Had they been? Bela wondered as she watched Dean sniped at Sam in a way that seemed familiar, but now his voice was laced with years of bitterness and weariness, and new hurts. And something else, something else was changed about him… Maybe that meant that Charlie had succeeded in ‘helping’ him – or maybe she’d failed, and now she’d died for nothing.
And the thought of that felt not only messy, but almost nauseatingly unnecessary.
The thought that these two, and the unseen demon, were all that were left to remember the woman whose body was now burning, also felt wrong. Surely someone with such a painfully cheerful disposition and easy-going manner had to have more friends.
But Bela knew better than any how simple it could become to act a part, and she also remembered how private Charlie had been. And when she’d once brought up Bela’s past, Bela has let it slide, because the other woman had spoken out of empathy, and not pity. Anyone who thought they could understand Bela couldn’t really be all that much of a people person. And though Charlie might not have been comfortable with killing, she’d certainly known how to.

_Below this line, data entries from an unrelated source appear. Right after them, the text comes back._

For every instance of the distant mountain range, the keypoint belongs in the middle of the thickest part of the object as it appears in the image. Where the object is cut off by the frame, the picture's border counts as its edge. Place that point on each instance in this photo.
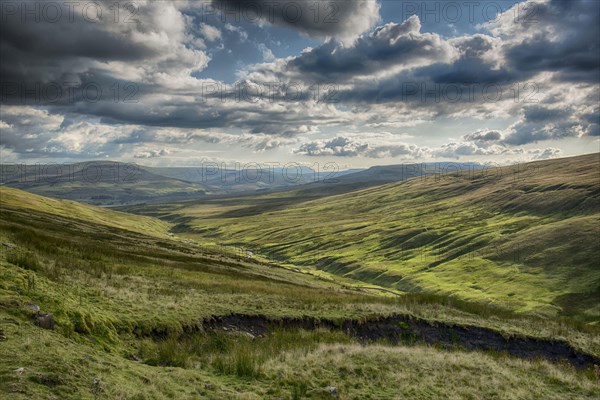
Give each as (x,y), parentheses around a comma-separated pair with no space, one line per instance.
(109,183)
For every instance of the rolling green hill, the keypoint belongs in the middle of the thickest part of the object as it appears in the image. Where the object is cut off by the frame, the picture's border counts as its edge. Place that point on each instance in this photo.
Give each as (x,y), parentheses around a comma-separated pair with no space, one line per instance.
(99,183)
(522,237)
(141,315)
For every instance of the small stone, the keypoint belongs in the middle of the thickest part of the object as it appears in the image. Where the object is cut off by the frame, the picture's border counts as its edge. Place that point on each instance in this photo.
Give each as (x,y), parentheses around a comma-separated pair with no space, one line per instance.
(45,321)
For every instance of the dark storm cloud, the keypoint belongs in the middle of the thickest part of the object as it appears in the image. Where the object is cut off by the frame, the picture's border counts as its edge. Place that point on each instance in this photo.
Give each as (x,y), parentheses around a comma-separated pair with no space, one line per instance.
(391,45)
(561,36)
(317,18)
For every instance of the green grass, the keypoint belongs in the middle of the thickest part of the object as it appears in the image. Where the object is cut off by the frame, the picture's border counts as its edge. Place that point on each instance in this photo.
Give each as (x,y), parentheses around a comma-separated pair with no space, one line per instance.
(130,304)
(526,242)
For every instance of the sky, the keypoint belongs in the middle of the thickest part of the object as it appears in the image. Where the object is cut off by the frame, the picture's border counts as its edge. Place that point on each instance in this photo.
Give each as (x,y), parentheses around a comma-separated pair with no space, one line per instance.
(357,83)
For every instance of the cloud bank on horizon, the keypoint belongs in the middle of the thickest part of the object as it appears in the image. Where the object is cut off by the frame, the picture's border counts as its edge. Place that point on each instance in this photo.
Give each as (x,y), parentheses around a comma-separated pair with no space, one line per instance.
(365,81)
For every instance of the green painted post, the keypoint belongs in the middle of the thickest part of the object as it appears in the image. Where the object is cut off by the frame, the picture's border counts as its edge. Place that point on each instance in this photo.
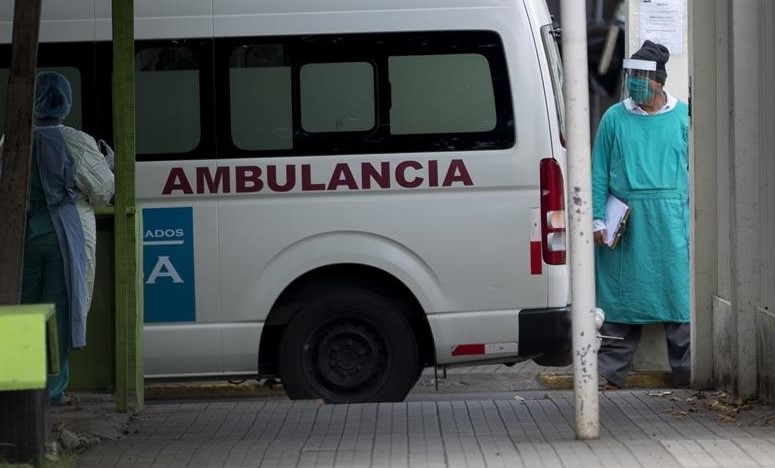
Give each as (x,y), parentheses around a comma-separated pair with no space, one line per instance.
(128,319)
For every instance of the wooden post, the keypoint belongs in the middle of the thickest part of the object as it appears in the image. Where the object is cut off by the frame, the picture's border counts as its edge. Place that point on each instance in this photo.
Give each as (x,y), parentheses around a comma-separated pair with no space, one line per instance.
(14,182)
(129,373)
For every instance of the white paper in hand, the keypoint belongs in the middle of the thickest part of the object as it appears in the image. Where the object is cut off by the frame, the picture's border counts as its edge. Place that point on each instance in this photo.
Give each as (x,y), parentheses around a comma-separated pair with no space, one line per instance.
(616,213)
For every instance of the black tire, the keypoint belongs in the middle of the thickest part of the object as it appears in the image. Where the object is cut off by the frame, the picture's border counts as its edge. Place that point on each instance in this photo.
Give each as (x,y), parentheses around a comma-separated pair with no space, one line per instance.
(349,346)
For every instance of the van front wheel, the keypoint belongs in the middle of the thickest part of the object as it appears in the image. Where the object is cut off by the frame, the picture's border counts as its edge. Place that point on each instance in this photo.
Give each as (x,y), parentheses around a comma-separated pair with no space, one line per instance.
(349,346)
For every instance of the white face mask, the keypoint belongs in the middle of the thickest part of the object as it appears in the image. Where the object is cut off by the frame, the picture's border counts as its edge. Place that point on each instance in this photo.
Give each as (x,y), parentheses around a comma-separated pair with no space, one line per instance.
(639,88)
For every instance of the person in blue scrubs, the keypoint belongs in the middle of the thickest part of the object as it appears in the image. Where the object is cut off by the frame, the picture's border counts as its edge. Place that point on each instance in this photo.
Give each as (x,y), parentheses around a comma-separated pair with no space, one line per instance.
(68,178)
(640,155)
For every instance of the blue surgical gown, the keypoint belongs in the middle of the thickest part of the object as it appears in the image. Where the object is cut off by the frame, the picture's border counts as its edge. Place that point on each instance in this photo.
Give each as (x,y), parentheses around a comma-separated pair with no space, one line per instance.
(644,160)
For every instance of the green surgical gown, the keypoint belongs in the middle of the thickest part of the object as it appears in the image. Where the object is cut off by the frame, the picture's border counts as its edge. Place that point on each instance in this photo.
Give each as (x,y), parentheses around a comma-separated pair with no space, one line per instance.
(644,160)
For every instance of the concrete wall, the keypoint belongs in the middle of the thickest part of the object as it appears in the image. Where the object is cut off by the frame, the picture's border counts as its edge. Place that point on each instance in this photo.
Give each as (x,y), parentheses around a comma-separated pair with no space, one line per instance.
(733,136)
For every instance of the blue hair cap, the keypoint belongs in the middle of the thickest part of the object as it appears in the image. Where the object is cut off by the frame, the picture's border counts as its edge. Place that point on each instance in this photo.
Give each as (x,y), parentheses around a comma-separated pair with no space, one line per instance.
(53,96)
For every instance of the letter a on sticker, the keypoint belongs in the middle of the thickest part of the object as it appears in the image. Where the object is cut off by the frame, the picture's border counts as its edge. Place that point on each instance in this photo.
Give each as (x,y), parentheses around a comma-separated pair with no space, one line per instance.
(164,269)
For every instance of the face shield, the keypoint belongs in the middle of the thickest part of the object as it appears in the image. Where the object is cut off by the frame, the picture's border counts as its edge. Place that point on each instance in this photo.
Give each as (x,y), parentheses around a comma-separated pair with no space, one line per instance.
(639,78)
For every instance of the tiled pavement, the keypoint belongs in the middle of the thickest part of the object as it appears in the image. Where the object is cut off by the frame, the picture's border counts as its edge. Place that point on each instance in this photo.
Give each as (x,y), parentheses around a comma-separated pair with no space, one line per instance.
(532,428)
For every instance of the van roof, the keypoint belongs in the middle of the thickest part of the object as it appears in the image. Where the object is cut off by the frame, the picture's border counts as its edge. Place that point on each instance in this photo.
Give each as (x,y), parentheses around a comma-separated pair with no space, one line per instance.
(86,20)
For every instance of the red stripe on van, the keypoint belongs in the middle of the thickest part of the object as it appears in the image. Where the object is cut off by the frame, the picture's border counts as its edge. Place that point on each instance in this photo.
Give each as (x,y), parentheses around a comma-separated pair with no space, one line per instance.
(535,258)
(468,349)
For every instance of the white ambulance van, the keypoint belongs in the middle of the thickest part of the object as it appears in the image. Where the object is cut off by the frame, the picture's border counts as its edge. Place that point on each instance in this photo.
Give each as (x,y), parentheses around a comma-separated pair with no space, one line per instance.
(335,193)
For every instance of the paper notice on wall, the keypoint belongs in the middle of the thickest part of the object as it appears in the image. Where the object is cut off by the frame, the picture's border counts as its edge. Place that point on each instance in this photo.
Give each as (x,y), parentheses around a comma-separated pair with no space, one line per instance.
(662,21)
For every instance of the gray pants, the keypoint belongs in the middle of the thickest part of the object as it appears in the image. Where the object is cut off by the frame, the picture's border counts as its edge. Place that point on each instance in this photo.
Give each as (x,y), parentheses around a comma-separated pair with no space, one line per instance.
(615,356)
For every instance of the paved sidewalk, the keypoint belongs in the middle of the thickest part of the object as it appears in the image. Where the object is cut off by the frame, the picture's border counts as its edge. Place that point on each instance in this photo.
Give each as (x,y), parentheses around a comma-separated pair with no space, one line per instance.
(534,428)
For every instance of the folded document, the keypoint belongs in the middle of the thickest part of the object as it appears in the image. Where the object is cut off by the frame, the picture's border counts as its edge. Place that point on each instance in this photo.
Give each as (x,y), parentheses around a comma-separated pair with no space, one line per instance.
(617,213)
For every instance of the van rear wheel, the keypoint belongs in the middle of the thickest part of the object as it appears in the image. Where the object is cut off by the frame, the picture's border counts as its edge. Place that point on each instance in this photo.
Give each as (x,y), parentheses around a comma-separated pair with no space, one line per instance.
(349,346)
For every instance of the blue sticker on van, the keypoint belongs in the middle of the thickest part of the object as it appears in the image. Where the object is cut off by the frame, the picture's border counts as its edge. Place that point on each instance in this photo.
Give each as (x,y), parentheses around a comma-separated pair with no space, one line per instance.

But whatever Charlie’s past might have been before Bela had briefly come to know her, Bela was certain that it would not be Hell the woman’s soul would have been confined to. The possibility wasn’t even something Bela could accept, although…
Although where would she have gone? Bela hadn’t paid all that much attention to the rumours of Heaven closing its gates, but most still seemed to agree that the transfer of souls had become… messy, over the last year or so. And a mess meant something malleable, for those who had some knowledge.
So. A soul that could be negotiated for, a body in no worse a shape than Bela’s had been, than Abaddon’s had been, and a deal that Bela hadn’t finished cashing in yet, Bela thought with a smile as she approached the still smouldering pyre.
If she ever saw the Winchesters again, she would enjoy rubbing this in. Maybe she – maybe they – could make a point of dropping in for a visit. Because it might be nice, being a ‘they’.